Option 2: Using Separate Landmark Selectors

You can align models or volumes as objects, and separately specify landmark point lists for joint editing using the Landmarks 1 and Landmarks 2 selectors (these selectors become available after you hit the Link button).

Important: For joint editing to work, both landmark sets must have the same number of landmarks.

Tutorial: Linking Landmark Sets

We can't use the landmarks that came with gorilla and mouse datasets because they have different numbers of points. Download the Large Apes Skull LMs sample data, save it to a convenient location, and unzip its contents.

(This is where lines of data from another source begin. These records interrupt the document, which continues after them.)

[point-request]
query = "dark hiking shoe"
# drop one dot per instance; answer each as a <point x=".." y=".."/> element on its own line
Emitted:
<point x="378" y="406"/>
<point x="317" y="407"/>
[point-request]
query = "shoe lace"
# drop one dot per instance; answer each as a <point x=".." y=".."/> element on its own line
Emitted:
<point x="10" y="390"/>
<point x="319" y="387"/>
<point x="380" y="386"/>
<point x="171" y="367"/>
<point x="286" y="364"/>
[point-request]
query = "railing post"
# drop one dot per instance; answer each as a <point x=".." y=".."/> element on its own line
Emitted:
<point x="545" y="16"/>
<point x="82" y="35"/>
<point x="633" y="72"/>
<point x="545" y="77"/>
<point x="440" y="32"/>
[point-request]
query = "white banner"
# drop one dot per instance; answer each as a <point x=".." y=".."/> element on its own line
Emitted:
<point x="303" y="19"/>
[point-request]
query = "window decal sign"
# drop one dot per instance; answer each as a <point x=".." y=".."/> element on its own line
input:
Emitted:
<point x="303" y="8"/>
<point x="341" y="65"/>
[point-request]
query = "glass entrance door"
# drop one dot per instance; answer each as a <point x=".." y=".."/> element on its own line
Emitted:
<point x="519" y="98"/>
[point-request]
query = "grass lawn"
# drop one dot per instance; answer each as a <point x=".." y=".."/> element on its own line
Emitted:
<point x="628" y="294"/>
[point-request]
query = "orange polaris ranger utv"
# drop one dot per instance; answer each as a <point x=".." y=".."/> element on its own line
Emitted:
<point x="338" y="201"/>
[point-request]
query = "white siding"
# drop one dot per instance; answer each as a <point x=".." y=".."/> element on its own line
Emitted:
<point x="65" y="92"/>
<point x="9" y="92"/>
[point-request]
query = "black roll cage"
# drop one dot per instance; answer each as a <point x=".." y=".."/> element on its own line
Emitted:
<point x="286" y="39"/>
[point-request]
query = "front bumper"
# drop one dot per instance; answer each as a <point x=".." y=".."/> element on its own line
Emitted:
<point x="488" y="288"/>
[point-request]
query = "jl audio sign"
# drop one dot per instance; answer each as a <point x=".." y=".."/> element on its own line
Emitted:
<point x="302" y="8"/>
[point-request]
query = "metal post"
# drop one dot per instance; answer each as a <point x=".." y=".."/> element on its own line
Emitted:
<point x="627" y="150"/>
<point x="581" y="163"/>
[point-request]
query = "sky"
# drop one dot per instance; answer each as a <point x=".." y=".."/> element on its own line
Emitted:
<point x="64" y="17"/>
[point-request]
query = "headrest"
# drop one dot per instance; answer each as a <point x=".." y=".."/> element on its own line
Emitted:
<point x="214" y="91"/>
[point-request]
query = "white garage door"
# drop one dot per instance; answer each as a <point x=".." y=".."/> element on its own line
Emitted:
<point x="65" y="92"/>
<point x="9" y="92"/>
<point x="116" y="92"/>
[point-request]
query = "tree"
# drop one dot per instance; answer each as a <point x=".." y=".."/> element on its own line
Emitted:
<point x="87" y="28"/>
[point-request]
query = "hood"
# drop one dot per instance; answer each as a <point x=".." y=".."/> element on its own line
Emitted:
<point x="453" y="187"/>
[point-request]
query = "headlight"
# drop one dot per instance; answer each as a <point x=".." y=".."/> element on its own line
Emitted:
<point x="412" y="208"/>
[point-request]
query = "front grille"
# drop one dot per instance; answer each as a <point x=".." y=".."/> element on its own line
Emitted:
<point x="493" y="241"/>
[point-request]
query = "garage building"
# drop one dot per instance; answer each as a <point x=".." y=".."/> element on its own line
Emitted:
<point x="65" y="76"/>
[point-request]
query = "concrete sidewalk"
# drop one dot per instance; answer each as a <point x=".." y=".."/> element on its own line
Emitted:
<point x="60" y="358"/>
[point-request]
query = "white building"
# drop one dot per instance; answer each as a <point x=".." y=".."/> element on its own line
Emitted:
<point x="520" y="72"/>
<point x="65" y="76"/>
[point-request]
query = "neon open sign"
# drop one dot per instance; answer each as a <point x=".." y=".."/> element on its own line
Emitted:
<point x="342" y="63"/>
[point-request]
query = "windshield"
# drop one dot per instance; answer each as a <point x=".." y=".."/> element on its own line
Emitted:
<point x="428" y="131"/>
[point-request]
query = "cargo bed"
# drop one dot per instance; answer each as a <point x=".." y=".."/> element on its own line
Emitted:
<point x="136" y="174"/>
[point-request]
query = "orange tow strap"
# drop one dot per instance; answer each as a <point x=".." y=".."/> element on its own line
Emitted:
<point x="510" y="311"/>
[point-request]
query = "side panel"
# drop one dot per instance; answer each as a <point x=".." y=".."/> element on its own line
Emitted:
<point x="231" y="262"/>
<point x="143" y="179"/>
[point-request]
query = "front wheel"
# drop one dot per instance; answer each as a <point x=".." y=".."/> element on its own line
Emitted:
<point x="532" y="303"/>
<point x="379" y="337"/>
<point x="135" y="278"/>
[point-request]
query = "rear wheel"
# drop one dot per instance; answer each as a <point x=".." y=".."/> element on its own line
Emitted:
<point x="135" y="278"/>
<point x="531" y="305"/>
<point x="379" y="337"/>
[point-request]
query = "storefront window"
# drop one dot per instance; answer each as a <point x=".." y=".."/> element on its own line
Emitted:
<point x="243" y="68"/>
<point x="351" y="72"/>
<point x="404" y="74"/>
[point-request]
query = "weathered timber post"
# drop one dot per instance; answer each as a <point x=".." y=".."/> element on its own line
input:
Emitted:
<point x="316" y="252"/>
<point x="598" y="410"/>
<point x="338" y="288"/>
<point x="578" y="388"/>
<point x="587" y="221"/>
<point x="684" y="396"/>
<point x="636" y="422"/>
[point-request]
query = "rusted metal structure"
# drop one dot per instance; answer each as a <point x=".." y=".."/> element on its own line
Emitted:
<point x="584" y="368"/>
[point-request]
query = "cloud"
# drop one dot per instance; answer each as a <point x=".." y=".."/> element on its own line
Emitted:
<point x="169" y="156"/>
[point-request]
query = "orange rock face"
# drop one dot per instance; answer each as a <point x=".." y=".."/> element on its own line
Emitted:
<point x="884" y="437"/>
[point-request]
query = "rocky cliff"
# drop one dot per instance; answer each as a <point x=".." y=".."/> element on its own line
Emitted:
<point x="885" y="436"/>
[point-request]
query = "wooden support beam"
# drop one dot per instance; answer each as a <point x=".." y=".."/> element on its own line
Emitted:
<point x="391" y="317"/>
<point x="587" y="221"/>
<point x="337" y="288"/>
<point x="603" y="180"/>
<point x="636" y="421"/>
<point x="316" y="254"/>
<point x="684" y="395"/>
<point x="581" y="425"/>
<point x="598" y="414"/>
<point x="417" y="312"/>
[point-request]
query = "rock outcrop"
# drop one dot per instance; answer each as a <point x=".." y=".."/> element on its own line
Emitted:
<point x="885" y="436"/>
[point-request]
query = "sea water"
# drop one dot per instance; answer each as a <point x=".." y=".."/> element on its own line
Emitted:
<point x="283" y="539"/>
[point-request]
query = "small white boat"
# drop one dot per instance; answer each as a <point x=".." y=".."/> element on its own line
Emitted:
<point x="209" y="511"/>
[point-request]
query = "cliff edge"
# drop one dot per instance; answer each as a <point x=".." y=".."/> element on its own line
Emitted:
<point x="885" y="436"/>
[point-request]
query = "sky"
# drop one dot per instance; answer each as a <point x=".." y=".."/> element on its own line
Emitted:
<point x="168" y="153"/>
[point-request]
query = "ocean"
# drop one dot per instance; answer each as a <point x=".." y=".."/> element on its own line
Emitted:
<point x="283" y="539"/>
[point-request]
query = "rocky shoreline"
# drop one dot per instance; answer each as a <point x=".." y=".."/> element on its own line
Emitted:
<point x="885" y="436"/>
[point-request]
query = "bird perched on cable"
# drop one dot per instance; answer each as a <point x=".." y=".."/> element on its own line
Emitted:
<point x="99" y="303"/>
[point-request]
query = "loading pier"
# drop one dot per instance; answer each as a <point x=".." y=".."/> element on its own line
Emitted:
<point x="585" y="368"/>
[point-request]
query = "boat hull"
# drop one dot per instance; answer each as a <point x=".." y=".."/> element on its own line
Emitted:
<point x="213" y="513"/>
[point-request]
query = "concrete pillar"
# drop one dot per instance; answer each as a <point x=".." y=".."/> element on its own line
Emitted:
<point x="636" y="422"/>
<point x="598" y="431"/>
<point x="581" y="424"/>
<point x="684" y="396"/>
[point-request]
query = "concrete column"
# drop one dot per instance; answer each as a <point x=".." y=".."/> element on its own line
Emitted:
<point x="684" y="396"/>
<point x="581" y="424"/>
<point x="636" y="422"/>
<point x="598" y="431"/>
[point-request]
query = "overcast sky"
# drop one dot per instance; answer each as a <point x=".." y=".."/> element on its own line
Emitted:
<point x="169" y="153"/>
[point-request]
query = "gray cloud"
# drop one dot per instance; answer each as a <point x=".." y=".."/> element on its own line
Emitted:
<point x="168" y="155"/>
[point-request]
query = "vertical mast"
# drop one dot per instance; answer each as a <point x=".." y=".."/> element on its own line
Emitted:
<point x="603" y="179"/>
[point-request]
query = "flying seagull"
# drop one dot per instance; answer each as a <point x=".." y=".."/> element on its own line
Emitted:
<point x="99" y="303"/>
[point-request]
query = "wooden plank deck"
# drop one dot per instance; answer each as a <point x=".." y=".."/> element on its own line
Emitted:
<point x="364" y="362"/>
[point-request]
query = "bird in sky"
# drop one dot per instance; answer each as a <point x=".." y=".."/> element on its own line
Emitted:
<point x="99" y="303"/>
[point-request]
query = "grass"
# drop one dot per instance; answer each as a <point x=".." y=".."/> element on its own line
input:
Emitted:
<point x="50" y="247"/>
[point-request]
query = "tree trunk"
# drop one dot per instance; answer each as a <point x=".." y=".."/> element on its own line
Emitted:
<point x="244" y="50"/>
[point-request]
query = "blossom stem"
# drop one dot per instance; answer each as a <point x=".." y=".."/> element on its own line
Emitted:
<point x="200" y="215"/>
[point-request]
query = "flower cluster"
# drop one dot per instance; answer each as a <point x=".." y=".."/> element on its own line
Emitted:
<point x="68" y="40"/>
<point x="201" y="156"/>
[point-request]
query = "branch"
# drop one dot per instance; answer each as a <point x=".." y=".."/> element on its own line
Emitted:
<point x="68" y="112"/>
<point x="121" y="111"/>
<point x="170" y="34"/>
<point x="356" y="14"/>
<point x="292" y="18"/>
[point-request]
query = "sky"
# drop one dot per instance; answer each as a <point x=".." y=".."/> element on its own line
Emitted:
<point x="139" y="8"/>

  1. Reset your Slicer scene (CTRL+W or CMD+W in MacOS)
  2. Drag and drop these two landmark files into Slicer: gorUSNM252577_LM1.mrk.json and ponUSNM145309_LM1.mrk.json
  3. Switch to QuickAlign module and assign gorilla to Object 1 and pongo to Object 2
  4. Hit Initialize View button. The layout switches to the 2x2 grid view with four 3D views
  5. Arrange the point lists such that they have similar orientations in the superior views (Views 1 and 2)
  6. Hit the Link button. The layout switches to dual horizontal view, and the landmarks are aligned and synchronized
  7. The Joint Editing checkbox should be automatically checked (it auto-enables when objects are fiducial markups)
  8. Interact with the landmarks and observe they retain your alignment and zoom levels
  9. In the right viewer (pongo dataset), hover your mouse over one of the points. This should turn its color to yellow (active state). While still yellow, right-click and from the popup menu, choose Toggle select control point. This will toggle the control point state from selected to unselected, or vice versa (review the Markups tutorial to refresh your memory about control point states and their colors: select, unselect, active)
  10. Notice that its color will change to light blue, and the corresponding landmark in the gorilla dataset will also change its state and color automatically
  11. If you wish to select more than one point at a time, use the MarkupEditor functionality (see the tutorial)
  12. When done, hit Unlink to end the synchronized session

Note: If you're using separate landmark selectors, the landmark files cannot be the same as Object 1 or Object 2. The module will automatically filter them out from the landmark selector dropdowns.